The effect of the declaration of nullity is that as if the Certificate of Plant Variety Protection was not issued.

Sec. 62. Grounds for Cancellation. - The Plant Variety Protection shall be cancelled on any of the following grounds:

a) The breeder does not provide the required information, documents, or materials necessary for verifying the maintenance of the variety; or

b) the breeder fails to pay the required fees to keep his or her rights in force or provides false information in his or her application; or

c) The breeder does not propose, within the time/period provided under the regulations, another suitable denomination if the denomination of the variety is cancelled after the grant of the Certificate of Plant Variety Protection; or

d) The conditions of uniformity and stability could not be maintained although these were present at the time of the issuance of the Certificate of Plant Variety Protection; or

e) The breeder entitled to the Certificate of Plant Variety Protection or the holder has relinquished his/her rights through a declaration in a public instrument filed with the registrar.
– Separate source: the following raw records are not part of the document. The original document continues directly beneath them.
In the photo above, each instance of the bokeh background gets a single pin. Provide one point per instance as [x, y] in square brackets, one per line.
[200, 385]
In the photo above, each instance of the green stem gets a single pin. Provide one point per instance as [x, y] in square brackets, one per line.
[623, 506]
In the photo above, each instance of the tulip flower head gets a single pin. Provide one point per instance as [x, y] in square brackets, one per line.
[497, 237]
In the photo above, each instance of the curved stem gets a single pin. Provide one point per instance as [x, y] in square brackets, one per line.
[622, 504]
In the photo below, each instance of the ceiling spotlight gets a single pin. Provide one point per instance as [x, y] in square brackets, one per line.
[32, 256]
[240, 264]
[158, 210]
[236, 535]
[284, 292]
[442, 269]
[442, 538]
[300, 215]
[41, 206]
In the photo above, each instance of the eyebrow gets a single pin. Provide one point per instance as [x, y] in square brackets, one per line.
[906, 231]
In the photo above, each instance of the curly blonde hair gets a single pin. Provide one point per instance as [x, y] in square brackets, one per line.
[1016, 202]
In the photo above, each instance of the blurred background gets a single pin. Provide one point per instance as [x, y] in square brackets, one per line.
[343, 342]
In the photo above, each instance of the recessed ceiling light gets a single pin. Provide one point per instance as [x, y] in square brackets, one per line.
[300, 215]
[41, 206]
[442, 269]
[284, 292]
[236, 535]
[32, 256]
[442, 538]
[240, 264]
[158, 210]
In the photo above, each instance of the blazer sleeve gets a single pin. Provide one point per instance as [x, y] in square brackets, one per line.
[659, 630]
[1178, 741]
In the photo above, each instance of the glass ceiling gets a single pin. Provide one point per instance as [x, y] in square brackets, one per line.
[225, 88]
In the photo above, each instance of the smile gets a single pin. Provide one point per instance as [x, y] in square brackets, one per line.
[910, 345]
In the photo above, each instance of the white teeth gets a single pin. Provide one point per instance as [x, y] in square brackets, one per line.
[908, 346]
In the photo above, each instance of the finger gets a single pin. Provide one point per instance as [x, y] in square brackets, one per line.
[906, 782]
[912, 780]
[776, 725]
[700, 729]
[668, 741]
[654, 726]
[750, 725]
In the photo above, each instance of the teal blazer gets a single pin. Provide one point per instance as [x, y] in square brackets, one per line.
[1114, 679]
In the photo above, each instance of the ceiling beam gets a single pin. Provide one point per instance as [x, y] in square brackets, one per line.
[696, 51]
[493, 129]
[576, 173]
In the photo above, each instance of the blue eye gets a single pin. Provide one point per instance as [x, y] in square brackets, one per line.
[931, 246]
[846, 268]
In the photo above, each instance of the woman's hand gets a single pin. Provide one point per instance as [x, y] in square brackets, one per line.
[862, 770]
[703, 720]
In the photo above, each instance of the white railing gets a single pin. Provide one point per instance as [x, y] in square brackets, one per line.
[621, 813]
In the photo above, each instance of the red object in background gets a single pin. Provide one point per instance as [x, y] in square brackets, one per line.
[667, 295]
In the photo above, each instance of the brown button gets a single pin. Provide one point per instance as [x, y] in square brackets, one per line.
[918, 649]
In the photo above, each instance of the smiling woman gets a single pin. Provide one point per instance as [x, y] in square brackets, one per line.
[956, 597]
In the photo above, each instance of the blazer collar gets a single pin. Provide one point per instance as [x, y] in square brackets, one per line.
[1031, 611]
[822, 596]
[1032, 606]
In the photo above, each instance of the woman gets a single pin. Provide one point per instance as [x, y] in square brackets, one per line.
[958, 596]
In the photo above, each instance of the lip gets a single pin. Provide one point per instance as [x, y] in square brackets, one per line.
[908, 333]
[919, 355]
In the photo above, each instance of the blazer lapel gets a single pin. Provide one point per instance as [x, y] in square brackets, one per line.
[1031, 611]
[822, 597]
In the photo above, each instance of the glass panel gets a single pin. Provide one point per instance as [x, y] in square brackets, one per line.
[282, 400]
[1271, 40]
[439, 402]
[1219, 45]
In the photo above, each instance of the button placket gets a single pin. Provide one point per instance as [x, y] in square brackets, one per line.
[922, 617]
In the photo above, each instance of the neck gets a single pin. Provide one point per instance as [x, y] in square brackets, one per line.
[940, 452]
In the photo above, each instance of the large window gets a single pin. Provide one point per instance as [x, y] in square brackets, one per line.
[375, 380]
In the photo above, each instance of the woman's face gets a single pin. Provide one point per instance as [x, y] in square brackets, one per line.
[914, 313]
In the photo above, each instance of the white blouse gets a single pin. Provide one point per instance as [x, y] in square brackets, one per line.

Sec. 63. Venue. - Any petition to cancel a Certificate of Plant Variety Protection shall originally be under the jurisdiction of the Board. Decisions of the Board may be appealable with the Court of Appeals within fifteen (15) days from the date of notice of the Board's final decision.

Sec. 64. Prescription. - The right to cancel a Certificate of Plant Variety Protection shall be instituted at any time within the term of protection of such right.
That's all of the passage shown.